An excerpt from the book, ”You can do it. Even if others say you can’t” by John Mason.

If you want to be successful, you must either have a chance or take one. You can’t get your head above the water if you never stick your neck out. 


As David Viscot wrote, If your life is ever going to get better you’ll have to take risks. There is simply no way you can grow without taking chances.

If you don’t risk anything, you risk even more.

Learn to face the storm. 

THOUGHTS: One step is all it takes.

At some point, you have to make a decision. Boundaries don’t keep other people out. They fence you in. Life is messy. That’s how we’re made. So you can waste your lives drawing lines or you can live your life crossing them. 
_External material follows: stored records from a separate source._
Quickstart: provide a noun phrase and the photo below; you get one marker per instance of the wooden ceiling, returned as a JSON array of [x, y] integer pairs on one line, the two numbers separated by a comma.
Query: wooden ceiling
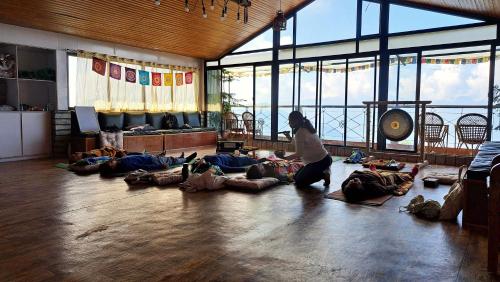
[[140, 23], [168, 28], [481, 8]]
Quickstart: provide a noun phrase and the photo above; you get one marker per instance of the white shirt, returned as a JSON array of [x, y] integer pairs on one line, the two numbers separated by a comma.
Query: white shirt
[[309, 147]]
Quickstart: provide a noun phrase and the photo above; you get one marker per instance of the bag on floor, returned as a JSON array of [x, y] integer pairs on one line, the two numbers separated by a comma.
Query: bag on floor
[[453, 201], [429, 209]]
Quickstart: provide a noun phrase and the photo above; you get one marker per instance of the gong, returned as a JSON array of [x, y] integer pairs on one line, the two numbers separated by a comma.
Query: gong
[[396, 125]]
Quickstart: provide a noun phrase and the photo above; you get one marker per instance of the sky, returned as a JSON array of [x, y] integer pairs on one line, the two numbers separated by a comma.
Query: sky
[[327, 20]]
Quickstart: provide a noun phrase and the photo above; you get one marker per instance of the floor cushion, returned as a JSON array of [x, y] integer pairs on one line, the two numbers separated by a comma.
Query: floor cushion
[[242, 182]]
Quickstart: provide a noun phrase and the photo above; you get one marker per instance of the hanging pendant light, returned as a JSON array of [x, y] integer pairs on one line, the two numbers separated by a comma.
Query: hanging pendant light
[[280, 20]]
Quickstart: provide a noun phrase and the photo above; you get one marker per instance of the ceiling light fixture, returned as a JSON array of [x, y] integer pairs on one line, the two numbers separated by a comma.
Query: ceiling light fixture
[[280, 20], [245, 4]]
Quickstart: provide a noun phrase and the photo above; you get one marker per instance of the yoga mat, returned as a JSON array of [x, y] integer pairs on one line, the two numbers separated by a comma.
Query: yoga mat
[[339, 196]]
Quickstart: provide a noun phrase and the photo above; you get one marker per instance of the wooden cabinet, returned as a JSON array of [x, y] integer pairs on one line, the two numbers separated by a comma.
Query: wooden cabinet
[[10, 135], [36, 133], [25, 134]]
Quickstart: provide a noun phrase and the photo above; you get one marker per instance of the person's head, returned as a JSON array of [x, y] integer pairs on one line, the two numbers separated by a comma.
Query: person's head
[[256, 171], [297, 121], [354, 184], [108, 167]]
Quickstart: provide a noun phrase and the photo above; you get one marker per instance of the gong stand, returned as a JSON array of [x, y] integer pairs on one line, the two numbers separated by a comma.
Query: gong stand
[[419, 104]]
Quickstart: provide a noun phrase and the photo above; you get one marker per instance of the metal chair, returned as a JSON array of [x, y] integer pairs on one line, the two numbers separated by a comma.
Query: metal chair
[[436, 132], [471, 130], [232, 126]]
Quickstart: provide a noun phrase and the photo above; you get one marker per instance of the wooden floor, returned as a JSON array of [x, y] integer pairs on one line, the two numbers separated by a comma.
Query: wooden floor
[[55, 225]]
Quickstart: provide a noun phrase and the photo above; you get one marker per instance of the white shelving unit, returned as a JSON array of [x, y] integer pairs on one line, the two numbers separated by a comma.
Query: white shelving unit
[[27, 134]]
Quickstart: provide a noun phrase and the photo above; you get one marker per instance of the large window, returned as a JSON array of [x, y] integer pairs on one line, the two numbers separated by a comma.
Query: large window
[[326, 20], [308, 94], [360, 88], [263, 101], [287, 96], [457, 84], [333, 75], [88, 88], [214, 99], [407, 19]]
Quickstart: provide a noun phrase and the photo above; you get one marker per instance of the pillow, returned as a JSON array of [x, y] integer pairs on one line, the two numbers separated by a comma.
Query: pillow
[[170, 122], [453, 202], [134, 119], [166, 178], [243, 183], [193, 119], [442, 177], [111, 120], [155, 120], [111, 139]]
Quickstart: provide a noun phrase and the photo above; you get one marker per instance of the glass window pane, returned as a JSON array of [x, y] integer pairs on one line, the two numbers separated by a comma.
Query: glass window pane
[[214, 98], [360, 88], [286, 36], [326, 20], [370, 18], [286, 97], [307, 101], [403, 18], [333, 101], [402, 87], [263, 102], [495, 133], [456, 85], [262, 41]]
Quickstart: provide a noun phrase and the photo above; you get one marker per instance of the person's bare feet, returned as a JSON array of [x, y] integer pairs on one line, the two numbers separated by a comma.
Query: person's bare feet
[[326, 178]]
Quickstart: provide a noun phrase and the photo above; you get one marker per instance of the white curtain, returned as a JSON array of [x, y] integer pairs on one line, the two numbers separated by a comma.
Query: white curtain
[[109, 94], [185, 96]]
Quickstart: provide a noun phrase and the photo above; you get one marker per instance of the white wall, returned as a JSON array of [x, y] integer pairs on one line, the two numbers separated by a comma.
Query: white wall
[[61, 43]]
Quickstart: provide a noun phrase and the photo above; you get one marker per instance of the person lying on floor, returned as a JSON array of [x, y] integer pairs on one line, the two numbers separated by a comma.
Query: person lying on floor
[[283, 170], [366, 184], [102, 152], [144, 161], [226, 162]]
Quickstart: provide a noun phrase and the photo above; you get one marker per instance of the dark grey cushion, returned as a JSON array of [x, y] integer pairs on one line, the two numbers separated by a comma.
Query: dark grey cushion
[[193, 119], [155, 120], [134, 119], [180, 118], [111, 121], [170, 122]]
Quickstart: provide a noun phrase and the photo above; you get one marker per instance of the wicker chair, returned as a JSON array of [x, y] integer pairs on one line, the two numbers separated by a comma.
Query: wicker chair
[[471, 130], [232, 126], [248, 121], [436, 132]]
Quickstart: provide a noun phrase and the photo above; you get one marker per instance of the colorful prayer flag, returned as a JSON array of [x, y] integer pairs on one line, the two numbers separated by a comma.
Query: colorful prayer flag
[[156, 78], [189, 77], [144, 77], [130, 75], [115, 71], [179, 79], [167, 79], [99, 66]]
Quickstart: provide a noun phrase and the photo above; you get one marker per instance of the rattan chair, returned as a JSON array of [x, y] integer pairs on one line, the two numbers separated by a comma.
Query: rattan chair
[[232, 126], [436, 132], [248, 121], [471, 131]]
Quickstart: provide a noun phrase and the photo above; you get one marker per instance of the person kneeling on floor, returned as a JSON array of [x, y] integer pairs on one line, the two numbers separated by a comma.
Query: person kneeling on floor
[[367, 184], [144, 161]]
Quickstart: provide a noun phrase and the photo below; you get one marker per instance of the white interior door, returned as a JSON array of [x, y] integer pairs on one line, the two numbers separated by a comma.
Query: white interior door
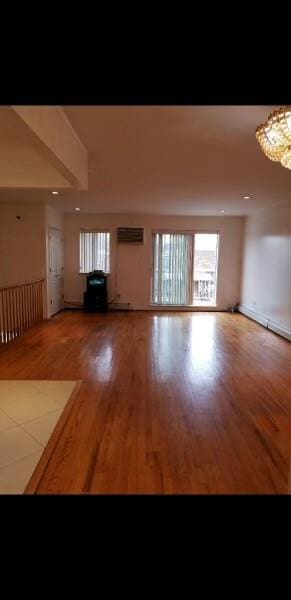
[[56, 271]]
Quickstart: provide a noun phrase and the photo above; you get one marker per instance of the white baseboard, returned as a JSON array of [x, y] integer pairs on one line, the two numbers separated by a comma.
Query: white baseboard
[[252, 314], [171, 308], [263, 320]]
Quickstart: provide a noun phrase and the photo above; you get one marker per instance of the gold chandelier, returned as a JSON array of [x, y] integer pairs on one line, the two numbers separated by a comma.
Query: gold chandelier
[[274, 136]]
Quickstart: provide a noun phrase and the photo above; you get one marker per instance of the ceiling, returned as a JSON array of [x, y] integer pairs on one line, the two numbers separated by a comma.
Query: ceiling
[[183, 160], [22, 165]]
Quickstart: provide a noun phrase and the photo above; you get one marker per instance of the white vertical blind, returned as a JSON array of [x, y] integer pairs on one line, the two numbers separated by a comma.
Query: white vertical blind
[[173, 268], [94, 251]]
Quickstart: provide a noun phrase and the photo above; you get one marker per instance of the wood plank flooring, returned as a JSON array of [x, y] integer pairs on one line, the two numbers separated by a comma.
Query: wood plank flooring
[[170, 403]]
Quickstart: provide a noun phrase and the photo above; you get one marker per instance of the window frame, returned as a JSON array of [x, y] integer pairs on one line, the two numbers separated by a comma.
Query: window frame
[[192, 232], [94, 230]]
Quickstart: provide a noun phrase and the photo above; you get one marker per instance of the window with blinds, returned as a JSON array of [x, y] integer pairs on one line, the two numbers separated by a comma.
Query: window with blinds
[[173, 268], [94, 251], [185, 268]]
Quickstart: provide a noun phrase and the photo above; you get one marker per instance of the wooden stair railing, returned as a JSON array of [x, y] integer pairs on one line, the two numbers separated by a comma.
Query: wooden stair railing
[[21, 307]]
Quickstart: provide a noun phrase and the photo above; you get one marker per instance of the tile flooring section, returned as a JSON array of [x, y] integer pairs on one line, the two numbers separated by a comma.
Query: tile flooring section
[[29, 411]]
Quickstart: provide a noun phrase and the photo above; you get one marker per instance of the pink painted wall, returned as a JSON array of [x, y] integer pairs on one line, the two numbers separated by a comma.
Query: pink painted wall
[[131, 266], [22, 247]]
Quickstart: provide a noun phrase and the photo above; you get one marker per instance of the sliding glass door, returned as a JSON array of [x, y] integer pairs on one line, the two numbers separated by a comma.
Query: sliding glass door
[[173, 264], [185, 269], [205, 269]]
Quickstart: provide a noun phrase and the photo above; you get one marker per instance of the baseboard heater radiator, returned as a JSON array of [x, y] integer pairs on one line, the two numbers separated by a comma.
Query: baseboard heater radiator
[[275, 327]]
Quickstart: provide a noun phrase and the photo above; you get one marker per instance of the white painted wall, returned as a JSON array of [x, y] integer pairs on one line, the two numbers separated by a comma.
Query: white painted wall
[[132, 265], [22, 248], [266, 276]]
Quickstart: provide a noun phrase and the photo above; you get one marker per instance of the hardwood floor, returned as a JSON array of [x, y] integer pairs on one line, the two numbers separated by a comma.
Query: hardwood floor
[[169, 403]]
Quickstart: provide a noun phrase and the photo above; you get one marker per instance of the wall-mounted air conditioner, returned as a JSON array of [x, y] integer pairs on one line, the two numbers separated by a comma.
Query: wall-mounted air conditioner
[[130, 235]]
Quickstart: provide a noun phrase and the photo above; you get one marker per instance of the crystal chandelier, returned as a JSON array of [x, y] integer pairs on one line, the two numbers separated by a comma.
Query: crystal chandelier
[[274, 136]]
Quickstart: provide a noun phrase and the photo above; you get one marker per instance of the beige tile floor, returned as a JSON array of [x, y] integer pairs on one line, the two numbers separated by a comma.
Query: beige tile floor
[[29, 411]]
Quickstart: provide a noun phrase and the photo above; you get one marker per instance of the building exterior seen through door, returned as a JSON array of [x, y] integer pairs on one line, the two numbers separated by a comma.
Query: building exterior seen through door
[[56, 271]]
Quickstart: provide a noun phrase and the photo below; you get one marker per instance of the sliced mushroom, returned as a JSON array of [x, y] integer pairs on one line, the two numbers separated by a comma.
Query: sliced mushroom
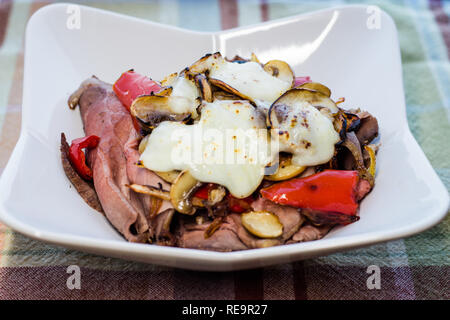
[[204, 64], [345, 122], [225, 87], [152, 110], [315, 86], [168, 176], [315, 98], [182, 191], [281, 70], [202, 83], [262, 224], [302, 129], [223, 95], [152, 191], [286, 169]]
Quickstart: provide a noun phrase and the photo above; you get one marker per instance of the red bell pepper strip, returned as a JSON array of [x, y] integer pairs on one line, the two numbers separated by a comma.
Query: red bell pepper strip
[[330, 190], [130, 85], [78, 158], [203, 191], [239, 205]]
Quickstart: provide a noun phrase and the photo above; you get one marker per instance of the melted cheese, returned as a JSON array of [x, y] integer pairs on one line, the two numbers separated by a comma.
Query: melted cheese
[[183, 96], [308, 134], [250, 79], [227, 146]]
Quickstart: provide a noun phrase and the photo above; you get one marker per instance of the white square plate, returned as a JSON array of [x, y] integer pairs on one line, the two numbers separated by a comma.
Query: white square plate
[[333, 46]]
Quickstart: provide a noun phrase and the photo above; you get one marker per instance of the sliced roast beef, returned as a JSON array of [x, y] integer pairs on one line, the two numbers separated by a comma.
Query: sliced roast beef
[[225, 238], [290, 217], [309, 232], [114, 160]]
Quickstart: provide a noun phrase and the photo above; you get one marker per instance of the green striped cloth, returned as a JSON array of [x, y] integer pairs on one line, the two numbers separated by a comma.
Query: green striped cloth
[[414, 268]]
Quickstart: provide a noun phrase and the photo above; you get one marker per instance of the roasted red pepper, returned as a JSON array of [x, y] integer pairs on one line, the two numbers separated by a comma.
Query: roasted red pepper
[[330, 191], [239, 205], [130, 85], [78, 158]]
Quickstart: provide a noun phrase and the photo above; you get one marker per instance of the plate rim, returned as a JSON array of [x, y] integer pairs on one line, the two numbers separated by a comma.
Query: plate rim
[[215, 260]]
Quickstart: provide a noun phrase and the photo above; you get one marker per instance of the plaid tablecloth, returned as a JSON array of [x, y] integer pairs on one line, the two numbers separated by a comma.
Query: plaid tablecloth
[[414, 268]]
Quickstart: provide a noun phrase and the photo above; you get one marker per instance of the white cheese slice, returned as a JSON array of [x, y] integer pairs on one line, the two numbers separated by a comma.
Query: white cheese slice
[[308, 134], [228, 146], [250, 79]]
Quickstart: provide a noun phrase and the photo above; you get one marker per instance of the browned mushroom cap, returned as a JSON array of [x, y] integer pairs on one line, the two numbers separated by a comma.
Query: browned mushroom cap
[[202, 83], [225, 87], [169, 80], [315, 86], [152, 110], [281, 70], [280, 108]]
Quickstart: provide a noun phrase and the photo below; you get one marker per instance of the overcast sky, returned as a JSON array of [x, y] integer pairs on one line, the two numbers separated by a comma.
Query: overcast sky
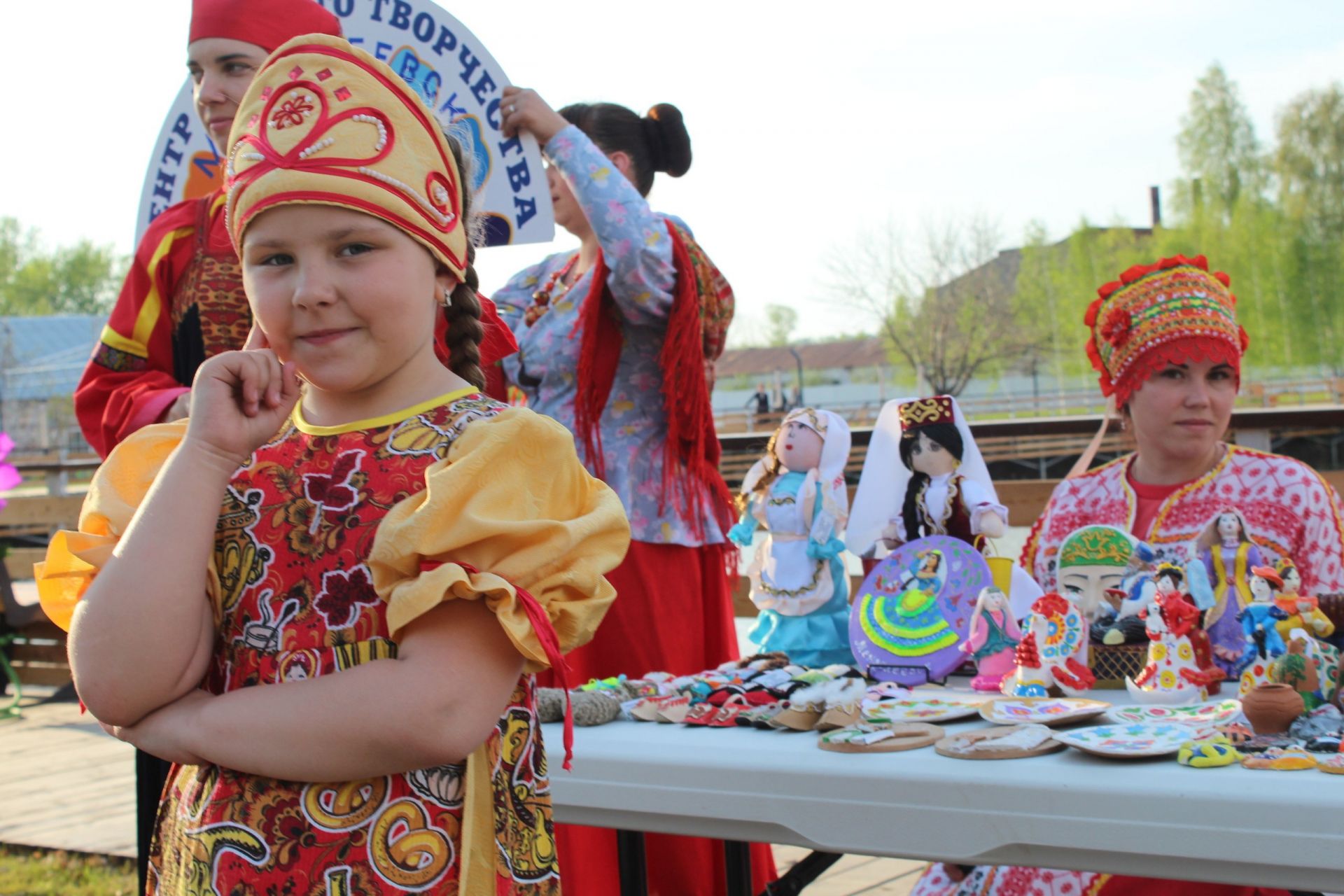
[[806, 131]]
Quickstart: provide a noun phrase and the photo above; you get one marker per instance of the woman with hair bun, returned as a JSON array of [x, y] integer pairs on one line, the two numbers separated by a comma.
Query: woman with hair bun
[[617, 343]]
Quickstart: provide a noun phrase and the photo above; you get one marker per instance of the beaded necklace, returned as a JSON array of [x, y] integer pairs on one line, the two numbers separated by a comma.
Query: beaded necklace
[[542, 298]]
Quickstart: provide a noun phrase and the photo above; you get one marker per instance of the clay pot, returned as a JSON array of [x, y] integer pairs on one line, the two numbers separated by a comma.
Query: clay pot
[[1272, 708]]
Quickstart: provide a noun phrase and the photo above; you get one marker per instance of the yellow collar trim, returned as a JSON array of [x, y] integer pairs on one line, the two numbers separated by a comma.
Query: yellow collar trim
[[374, 422]]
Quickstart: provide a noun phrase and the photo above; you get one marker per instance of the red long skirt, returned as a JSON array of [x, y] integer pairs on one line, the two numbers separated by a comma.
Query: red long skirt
[[672, 613]]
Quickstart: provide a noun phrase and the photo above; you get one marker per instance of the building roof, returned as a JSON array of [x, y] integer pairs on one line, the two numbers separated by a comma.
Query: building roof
[[43, 358], [847, 354]]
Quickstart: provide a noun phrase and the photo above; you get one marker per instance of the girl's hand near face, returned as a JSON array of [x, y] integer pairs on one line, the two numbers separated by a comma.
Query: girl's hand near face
[[239, 400], [523, 109]]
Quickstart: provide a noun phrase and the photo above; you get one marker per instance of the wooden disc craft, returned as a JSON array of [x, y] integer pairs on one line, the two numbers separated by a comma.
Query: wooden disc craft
[[914, 610], [875, 738], [1014, 742]]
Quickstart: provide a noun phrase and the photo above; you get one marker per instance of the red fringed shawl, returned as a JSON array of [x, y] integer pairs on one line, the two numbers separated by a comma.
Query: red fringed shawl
[[702, 308]]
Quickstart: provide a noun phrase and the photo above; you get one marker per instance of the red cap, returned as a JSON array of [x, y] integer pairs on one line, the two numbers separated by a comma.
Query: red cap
[[267, 23]]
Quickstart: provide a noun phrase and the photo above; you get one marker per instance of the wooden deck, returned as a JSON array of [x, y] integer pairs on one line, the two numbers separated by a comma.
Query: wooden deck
[[66, 785]]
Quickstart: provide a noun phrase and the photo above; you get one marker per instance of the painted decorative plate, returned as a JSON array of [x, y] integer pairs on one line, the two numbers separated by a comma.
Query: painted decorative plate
[[930, 710], [914, 609], [1132, 742], [1042, 711], [1203, 713]]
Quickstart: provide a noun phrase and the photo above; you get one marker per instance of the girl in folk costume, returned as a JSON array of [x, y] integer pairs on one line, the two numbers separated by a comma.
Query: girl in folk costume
[[183, 298], [378, 594], [616, 343], [924, 476], [799, 580], [1228, 555], [1166, 343]]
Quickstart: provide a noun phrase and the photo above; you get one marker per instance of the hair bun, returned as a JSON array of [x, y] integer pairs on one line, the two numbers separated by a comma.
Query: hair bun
[[670, 144]]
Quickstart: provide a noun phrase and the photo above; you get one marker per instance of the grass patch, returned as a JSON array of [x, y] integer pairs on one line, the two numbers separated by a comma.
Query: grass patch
[[42, 872]]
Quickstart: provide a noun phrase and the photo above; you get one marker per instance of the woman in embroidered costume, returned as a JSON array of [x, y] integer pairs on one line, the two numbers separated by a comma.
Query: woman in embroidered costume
[[377, 594], [183, 298], [1166, 343], [799, 580], [617, 343]]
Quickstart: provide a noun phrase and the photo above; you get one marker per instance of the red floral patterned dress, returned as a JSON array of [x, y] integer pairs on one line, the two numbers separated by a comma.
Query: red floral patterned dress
[[295, 601]]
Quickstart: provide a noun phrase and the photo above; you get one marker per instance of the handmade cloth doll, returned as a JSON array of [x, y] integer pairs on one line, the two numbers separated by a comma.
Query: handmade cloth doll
[[1304, 612], [924, 476], [799, 580], [1228, 555], [992, 640], [1179, 666]]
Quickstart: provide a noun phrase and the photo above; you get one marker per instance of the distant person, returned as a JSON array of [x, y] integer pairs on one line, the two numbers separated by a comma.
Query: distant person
[[613, 342], [761, 399], [183, 298]]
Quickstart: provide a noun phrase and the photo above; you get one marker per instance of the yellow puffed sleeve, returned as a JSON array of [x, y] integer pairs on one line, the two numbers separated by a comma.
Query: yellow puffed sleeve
[[118, 489], [508, 508]]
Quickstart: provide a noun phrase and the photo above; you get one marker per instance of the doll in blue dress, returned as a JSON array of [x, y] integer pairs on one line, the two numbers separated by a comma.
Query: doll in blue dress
[[799, 580]]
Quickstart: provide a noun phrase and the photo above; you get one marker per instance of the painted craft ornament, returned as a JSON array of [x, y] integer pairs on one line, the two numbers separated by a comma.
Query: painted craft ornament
[[914, 609], [1053, 654], [1179, 668], [799, 580], [1132, 742], [1042, 711], [1200, 715], [921, 710]]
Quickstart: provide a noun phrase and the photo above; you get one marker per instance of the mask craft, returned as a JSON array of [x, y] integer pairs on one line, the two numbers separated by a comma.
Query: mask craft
[[799, 580], [1179, 668], [914, 609]]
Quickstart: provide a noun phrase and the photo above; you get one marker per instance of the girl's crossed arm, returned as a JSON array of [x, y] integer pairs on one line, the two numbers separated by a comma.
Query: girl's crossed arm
[[432, 706], [143, 633]]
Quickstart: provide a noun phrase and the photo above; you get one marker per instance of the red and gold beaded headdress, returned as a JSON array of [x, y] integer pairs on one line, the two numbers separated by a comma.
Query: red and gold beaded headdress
[[926, 412], [1170, 312], [326, 122]]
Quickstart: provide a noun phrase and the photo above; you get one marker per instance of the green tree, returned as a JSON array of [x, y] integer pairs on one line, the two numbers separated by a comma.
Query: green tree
[[1218, 146], [76, 280], [946, 302], [780, 323]]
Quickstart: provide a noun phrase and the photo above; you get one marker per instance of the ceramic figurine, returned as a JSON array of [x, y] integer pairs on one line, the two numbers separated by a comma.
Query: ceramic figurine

More often than not, we are too afraid to go out of our comfort zones just because we are already aware of what’s out there, because you want to lessen the possibility of life surprising you. But then, by drawing the line and avoiding what’s unknown, you haven’t seen what ther opportunities is out there for you, what other skills and learning you can learn from what’s outside, what is beyond your reach. 

If you just have enough courage to take 1 step out of your fence, then maybe, just maybe, life gets so, so much better.